In any case, a committee pools its ratings: one person alone does not make the decision. I am sure, however, that any outspoken powerful member of the committee could engage in retaliation and exclude people on the basis of personal animosity. We know from history that marginal members of communities (e.g. women or minorities) have been frequent victims of such abuse of power. And, I suppose, preferential treatment is just as likely. Nothing like that has happened with my committee, but I do think it remains a risk.
Digression: Why this software doesn’t require blind-review is beyond me.
So what happened? What did I learn?
It is both interesting and challenging to read hundreds of abstracts and make decisions about them. The general features that many online sources describe as essential to a good abstract are necessary. But along the way it became clear to me that the really successful abstracts framed their presentations in two ways.
Firstly, their authors mentioned somewhere in the abstract how their study was a part of their own larger research program. That was important, because sometimes the way in which the study could inform a larger program was not obvious at all. That made the abstract intriguing.
Secondly, successful authors also mentioned how their study expanded upon larger debates in their field of specialist interest. But they did not embark on boilerplate explanations of why their paper mattered to their specialty. In other words, I could not have written the explanation of why their research was important. (That’s a great test: if anyone could say it based upon the other information available in your abstract, then it is boilerplate.) Instead, they brought real clarity to their abstracts by breaking those large debates into Library of Congress subject headings. They used those larger, more recognizable categories to tell their story, even as they flagged up their methodology, perspective, and position through reference to them.

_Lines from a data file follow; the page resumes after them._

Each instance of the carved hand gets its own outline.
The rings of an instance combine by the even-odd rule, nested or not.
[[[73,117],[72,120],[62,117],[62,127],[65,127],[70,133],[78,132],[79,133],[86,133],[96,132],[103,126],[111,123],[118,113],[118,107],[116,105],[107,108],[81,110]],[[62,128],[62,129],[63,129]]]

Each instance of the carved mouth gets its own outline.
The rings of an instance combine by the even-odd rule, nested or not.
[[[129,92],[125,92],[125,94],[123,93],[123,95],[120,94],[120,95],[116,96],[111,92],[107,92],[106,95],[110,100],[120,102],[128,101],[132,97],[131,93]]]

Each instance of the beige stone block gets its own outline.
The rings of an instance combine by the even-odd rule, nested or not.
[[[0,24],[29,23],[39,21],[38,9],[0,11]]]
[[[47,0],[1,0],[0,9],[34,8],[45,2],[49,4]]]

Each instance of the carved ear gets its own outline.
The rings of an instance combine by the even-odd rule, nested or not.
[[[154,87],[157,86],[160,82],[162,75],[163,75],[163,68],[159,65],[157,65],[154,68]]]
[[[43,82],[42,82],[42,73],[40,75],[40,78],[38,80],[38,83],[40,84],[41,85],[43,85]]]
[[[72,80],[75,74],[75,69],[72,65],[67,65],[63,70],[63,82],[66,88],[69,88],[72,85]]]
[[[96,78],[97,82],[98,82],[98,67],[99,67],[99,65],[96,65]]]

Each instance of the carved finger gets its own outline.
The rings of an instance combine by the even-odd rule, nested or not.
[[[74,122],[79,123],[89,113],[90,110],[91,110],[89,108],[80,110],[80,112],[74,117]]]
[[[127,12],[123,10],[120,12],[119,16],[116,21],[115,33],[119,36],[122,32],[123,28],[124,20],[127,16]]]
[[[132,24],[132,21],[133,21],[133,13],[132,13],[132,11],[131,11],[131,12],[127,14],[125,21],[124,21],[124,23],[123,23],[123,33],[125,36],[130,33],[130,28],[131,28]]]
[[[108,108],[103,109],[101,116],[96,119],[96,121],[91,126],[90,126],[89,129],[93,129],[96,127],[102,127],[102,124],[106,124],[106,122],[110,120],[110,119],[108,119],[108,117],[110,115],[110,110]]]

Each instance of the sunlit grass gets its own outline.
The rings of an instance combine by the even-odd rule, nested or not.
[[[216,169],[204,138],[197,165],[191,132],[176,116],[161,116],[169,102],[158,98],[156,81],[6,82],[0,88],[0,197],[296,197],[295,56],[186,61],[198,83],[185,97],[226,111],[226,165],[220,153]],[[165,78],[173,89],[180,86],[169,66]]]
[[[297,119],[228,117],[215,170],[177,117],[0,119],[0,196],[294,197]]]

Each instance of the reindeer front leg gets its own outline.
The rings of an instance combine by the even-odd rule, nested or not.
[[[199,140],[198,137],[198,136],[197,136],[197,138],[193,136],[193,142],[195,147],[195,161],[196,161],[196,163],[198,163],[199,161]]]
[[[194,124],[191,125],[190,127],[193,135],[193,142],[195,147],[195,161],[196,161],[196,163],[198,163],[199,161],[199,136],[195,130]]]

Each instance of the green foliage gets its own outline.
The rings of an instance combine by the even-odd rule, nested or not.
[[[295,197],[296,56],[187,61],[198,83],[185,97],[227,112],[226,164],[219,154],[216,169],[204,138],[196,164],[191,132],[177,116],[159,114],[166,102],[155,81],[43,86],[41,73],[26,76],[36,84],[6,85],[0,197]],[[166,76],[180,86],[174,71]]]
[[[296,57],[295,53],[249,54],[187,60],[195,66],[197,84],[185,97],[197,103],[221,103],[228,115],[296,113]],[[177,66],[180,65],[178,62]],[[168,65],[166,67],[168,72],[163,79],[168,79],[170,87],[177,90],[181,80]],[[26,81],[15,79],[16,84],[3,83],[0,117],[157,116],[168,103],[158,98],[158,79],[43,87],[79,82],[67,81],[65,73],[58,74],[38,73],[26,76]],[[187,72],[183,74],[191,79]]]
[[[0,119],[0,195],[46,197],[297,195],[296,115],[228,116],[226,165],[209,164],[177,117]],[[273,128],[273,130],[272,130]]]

The effect of introducing both of these different frames was that the more “abstract” elements of the “abstract” became concrete. It was possible to see how the paper connected to other papers, themes, discussions, and problems. In other words, the authors found and utilized keywords that most people – perhaps especially students – could spot and see as significant. The author’s recognition of the necessity and value of weaving those keywords into their story made the job of reading their abstract and identifying its virtues easier. I also suspect that they were able to write them fairly quickly. Indeed, once you recognize how you’re paper complements those subject classifications, your job of explaining the importance of your paper probably becomes easier.
Like I said – I’ve never been particularly good at writing abstracts. But I think I will be better as a result of having had the experience of assessing them. I’m the first to admit that it is a subjective enterprise. I think – I hope – that through learning about my experience reading and attempting discern the better abstracts from the poorer ones, you will have a little stronger sense of the life of your abstract once you send it on. The difference this will make in your life is really impossible to know. For myself, I’m betting a series of good conference abstracts will make you standout in a crowd. That may lead to future opportunities that are more important than conference attendance. But, if nothing else, I hope at 1:30pm on the Saturday of the next conference you are at, you’ll think, which of these abstracts really frames the issues and be in the audience. Hopefully I’ll be the one presenting.